Opened 17 months ago

Closed 10 months ago

Last modified 9 months ago

#21553 closed Bug (fixed)

InterfaceError in Postgres

Reported by: anonymous Owned by: aaugustin
Component: Database layer (models, ORM) Version: 1.6
Severity: Release blocker Keywords:
Cc: depaolim@…, shai Triage Stage: Accepted
Has patch: no Needs documentation: no
Needs tests: no Patch needs improvement: no
Easy pickings: no UI/UX: no

Description

I think this is a hole in the fix for #15901 -- in Postgres, connection.is_usable accesses the cursor directly, with the result that base exceptions (eg. InterfaceError) are thrown without the normal wrapper and thus not caught:

    def is_usable(self):
        try:
            # Use a psycopg cursor directly, bypassing Django's utilities.
            self.connection.cursor().execute("SELECT 1")
        except DatabaseError:
            return False
        else:
            return True

Change History (24)

comment:1 Changed 17 months ago by aaugustin

  • Needs documentation unset
  • Needs tests unset
  • Patch needs improvement unset

InterfaceError means that something is wrong with the database adapter on the Python side. I'm not convinced it's safe or useful to attempt automatically reconnecting to the database in that case.

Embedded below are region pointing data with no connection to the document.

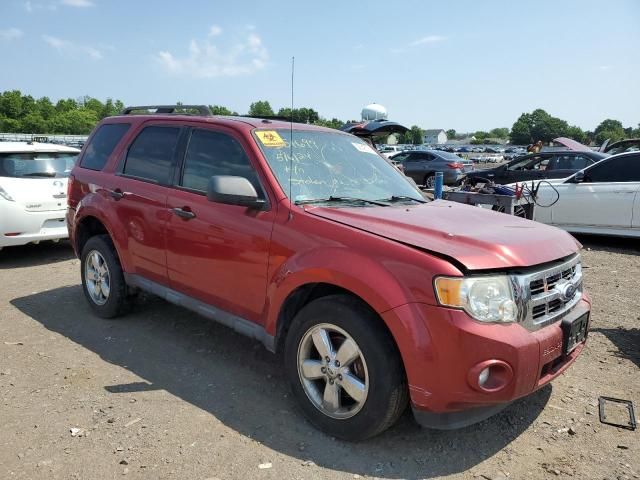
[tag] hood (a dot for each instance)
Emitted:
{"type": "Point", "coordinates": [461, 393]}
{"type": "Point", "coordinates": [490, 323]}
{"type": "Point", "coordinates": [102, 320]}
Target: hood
{"type": "Point", "coordinates": [477, 238]}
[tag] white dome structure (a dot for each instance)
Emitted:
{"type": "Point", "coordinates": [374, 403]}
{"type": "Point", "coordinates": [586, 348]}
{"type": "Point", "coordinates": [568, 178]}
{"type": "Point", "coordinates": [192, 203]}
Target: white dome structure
{"type": "Point", "coordinates": [374, 112]}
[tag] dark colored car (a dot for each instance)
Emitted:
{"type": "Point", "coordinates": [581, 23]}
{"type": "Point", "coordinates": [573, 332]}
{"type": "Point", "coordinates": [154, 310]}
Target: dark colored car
{"type": "Point", "coordinates": [305, 239]}
{"type": "Point", "coordinates": [422, 165]}
{"type": "Point", "coordinates": [538, 166]}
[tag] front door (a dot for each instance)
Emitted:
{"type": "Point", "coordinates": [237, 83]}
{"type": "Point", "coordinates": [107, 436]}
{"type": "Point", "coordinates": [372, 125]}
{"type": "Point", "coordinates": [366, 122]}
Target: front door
{"type": "Point", "coordinates": [138, 194]}
{"type": "Point", "coordinates": [218, 253]}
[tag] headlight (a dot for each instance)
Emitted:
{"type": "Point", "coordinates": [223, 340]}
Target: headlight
{"type": "Point", "coordinates": [487, 299]}
{"type": "Point", "coordinates": [5, 195]}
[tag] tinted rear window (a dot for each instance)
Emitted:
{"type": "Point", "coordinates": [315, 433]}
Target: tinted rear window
{"type": "Point", "coordinates": [151, 155]}
{"type": "Point", "coordinates": [102, 144]}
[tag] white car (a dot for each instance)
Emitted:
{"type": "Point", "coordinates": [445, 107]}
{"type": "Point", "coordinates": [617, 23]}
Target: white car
{"type": "Point", "coordinates": [33, 191]}
{"type": "Point", "coordinates": [603, 199]}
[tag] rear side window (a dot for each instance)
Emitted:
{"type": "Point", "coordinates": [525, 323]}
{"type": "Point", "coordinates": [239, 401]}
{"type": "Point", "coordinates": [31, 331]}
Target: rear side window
{"type": "Point", "coordinates": [621, 169]}
{"type": "Point", "coordinates": [102, 144]}
{"type": "Point", "coordinates": [151, 155]}
{"type": "Point", "coordinates": [214, 153]}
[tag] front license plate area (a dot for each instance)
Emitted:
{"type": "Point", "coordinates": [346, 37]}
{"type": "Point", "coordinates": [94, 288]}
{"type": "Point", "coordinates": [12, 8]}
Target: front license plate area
{"type": "Point", "coordinates": [574, 332]}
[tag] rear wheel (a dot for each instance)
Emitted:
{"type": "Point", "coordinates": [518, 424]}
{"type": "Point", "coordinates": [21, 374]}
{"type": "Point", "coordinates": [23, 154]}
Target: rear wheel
{"type": "Point", "coordinates": [102, 277]}
{"type": "Point", "coordinates": [344, 368]}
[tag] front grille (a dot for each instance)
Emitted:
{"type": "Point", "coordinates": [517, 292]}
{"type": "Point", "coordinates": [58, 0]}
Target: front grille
{"type": "Point", "coordinates": [545, 296]}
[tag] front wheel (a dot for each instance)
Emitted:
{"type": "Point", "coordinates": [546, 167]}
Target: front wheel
{"type": "Point", "coordinates": [344, 368]}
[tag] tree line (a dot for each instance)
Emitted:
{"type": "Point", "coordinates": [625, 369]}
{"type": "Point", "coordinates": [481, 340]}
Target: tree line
{"type": "Point", "coordinates": [23, 113]}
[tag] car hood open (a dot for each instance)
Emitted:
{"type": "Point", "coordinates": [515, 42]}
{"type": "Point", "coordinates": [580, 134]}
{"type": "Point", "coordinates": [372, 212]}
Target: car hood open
{"type": "Point", "coordinates": [477, 238]}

That's why I chose to catch DatabaseError and not InterfaceError.

Could you explain your use case? In what circumstances do you receive InterfaceError?

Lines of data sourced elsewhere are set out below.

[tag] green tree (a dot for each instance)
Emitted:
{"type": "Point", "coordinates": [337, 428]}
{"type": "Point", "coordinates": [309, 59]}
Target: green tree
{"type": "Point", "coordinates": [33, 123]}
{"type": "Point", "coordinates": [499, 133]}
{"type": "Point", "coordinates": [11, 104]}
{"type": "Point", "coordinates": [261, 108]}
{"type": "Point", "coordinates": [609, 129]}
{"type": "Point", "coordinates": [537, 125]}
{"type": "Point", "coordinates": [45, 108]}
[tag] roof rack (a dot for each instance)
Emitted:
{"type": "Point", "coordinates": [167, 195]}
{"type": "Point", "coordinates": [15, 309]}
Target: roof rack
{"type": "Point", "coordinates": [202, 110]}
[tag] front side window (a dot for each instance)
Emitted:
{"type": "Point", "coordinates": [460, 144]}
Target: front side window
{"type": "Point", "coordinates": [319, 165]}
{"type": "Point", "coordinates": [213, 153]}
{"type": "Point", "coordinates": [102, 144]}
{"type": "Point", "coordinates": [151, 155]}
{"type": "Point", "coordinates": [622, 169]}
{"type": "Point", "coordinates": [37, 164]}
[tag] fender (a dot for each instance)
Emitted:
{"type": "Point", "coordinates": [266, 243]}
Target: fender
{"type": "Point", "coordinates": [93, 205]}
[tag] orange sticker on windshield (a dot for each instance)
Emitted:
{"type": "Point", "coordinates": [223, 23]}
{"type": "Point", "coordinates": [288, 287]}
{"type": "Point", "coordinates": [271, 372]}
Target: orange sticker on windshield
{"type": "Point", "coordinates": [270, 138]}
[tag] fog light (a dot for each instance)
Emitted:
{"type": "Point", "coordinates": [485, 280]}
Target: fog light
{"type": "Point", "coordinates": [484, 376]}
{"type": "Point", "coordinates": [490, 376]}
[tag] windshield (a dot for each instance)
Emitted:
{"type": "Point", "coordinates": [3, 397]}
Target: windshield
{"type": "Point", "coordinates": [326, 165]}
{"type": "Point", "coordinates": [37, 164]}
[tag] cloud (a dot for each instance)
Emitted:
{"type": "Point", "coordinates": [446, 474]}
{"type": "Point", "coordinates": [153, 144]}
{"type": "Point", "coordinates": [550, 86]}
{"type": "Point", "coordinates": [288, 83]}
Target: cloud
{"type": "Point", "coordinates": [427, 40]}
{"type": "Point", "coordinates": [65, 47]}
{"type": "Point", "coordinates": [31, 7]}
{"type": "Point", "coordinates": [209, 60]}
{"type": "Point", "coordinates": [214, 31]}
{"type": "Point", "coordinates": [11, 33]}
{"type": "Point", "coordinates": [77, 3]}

comment:2 Changed 17 months ago by aaugustin

  • Resolution set to needsinfo
  • Status changed from new to closed

Since you reported that ticket anonymously, I'm not even sure you'll see my answer. I'm closing the ticket as "needing more information". Please reopen it with the answer to my questions above.

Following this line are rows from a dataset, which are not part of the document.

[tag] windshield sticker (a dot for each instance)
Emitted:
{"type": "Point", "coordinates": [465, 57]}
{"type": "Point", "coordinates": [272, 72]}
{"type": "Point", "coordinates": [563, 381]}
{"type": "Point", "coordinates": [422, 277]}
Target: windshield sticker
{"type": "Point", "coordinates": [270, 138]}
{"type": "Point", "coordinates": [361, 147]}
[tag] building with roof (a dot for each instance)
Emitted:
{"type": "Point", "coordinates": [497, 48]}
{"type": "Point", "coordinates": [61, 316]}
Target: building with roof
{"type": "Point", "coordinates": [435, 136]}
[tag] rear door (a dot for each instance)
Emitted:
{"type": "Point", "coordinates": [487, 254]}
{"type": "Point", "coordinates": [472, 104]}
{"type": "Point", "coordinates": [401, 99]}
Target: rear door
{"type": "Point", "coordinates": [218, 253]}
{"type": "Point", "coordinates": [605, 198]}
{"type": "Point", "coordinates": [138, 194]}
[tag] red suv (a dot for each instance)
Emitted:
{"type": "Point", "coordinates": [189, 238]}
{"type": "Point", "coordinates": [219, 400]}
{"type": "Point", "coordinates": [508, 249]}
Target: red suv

comment:3 Changed 17 months ago by adam-iris

  • Resolution needsinfo deleted
  • Status changed from closed to new

We are getting this error when the connection has been closed by Postgres:

InterfaceError: connection already closed

There was an earlier ticket (#15802) about this error in particular; from looking at the code, it seems that the fix for the earlier ticket involved catching Database.Error in close() but in our case it looks like the error is being raised from is_usable() which only catches Database.DatabaseError.

I would argue that is_usable() should never throw; regardless of what error occurs, the result is that the database is not usable.

comment:4 Changed 15 months ago by tehasdf@…

The use case for this fix is picking up a new connection after restarting postgresql (or in my case, pgpool2, but this doesn't seem to matter).
To replicate this error, simply run your app, bring the database down, send one more request, then bring the database back up. The backend will start throwing psycopg2.InterfaceError.
To my understanding, both DatabaseError and InterfaceError are reasonable there, one means you couldn't connect, the other means you couldn't _re_connect.
FWIW, the fix to this is simply change the line to be except (DatabaseError, Database.InterfaceError):

comment:5 Changed 15 months ago by timo

Is this a duplicate of #21202? There is a patch there that may be helpful.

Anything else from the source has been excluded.